How it created it: Again, it created a custom prompt, analyzing my sources to combine benchmarks and findings from multiple papers.
How you can use it:
Academic researchers synthesizing literature
Students or professors working on papers
Combining your own findings with existing research
Here’s what I learned: default formats are just the beginning
These are only a few of the formats it can generate. The suggested options change depending on your sources, and most of them are really useful. They’re well-structured, save time, and make it easy to process large amounts of material.
For my type of work, the Blog Post report is actually the most helpful. I wouldn’t publish it as-is. It still needs fact-checking and human review like any AI output, but the tone is right, the explanations are clear, and it does a great job of breaking down ideas for a non-technical audience.
Still, it’s not quite my style.
I usually create practical, example-driven pieces that show you how to use tools, not just understand them.
That’s why the real power shows up when you start to customize - when you make it work for your voice, your workflow, and the kind of writing you actually do.
Going deeper: custom prompts and voice matching
This is where things got interesting for me. I wanted to test two things:
Can NotebookLM write in a specific style using custom prompts?
Can it actually match my voice?
So next, I tried two use cases:
Starting from my sources to generate a draft that’s ready for human polishing.
Starting from my own hand-written draft to expand it with more research and bring it closer to a final version.
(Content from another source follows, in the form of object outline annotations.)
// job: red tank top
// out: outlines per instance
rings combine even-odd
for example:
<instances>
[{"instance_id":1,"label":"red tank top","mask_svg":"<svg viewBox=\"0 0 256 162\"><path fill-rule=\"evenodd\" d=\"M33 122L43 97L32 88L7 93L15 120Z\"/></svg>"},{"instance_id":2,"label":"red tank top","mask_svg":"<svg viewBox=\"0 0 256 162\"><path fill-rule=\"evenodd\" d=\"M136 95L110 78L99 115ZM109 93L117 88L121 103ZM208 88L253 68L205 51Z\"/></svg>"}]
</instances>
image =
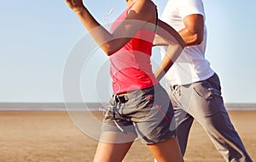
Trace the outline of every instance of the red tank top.
<instances>
[{"instance_id":1,"label":"red tank top","mask_svg":"<svg viewBox=\"0 0 256 162\"><path fill-rule=\"evenodd\" d=\"M126 18L134 3L115 20L111 31ZM122 48L110 56L110 75L115 94L147 88L158 83L150 61L154 36L154 32L140 30Z\"/></svg>"}]
</instances>

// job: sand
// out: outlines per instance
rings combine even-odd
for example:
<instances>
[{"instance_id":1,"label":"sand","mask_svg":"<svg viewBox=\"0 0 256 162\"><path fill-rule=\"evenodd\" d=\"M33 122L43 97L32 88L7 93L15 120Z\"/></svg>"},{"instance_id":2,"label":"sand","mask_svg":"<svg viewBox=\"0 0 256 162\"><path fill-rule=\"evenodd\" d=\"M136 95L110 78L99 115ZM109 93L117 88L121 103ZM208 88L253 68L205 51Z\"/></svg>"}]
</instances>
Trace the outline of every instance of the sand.
<instances>
[{"instance_id":1,"label":"sand","mask_svg":"<svg viewBox=\"0 0 256 162\"><path fill-rule=\"evenodd\" d=\"M255 161L256 111L229 114ZM97 141L80 131L65 111L0 111L0 162L90 162ZM193 124L184 159L224 161L197 122ZM146 146L136 141L124 161L153 162L153 157Z\"/></svg>"}]
</instances>

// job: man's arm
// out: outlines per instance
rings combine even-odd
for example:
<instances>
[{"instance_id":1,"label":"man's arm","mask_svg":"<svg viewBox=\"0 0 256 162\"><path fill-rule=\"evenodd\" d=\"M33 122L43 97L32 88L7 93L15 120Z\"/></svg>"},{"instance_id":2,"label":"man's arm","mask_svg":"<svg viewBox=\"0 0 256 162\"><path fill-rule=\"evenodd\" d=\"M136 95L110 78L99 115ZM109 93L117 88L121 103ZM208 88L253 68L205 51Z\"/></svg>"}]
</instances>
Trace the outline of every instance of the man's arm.
<instances>
[{"instance_id":1,"label":"man's arm","mask_svg":"<svg viewBox=\"0 0 256 162\"><path fill-rule=\"evenodd\" d=\"M156 34L159 36L160 43L166 42L168 46L166 54L154 72L154 75L160 81L173 64L183 51L185 42L180 35L169 25L159 20Z\"/></svg>"},{"instance_id":2,"label":"man's arm","mask_svg":"<svg viewBox=\"0 0 256 162\"><path fill-rule=\"evenodd\" d=\"M185 28L178 31L186 46L200 44L204 38L204 17L201 14L190 14L183 19Z\"/></svg>"},{"instance_id":3,"label":"man's arm","mask_svg":"<svg viewBox=\"0 0 256 162\"><path fill-rule=\"evenodd\" d=\"M201 14L190 14L183 19L185 28L178 31L184 41L185 46L193 46L200 44L204 37L204 17ZM166 46L168 43L160 36L157 36L154 40L154 46ZM160 66L156 70L154 75L160 81L173 63L178 58L182 52L177 47L169 45L168 50L162 59Z\"/></svg>"}]
</instances>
But since NotebookLM doesn’t work like a regular LLM and doesn’t let you “train” it on your voice, I had to get creative.
I found a few workarounds that helped me push past its limits, getting it to write in my tone, in the right format, and with the depth I actually wanted.
In the next part, I’ll walk you through the exact process I used to make it work.
Step 4. Creating a draft in my voice from my sources with a custom prompt
First, I wanted a more practical angle: strategies and prompts people could actually use to reduce hallucinations. That’s my kind of stuff.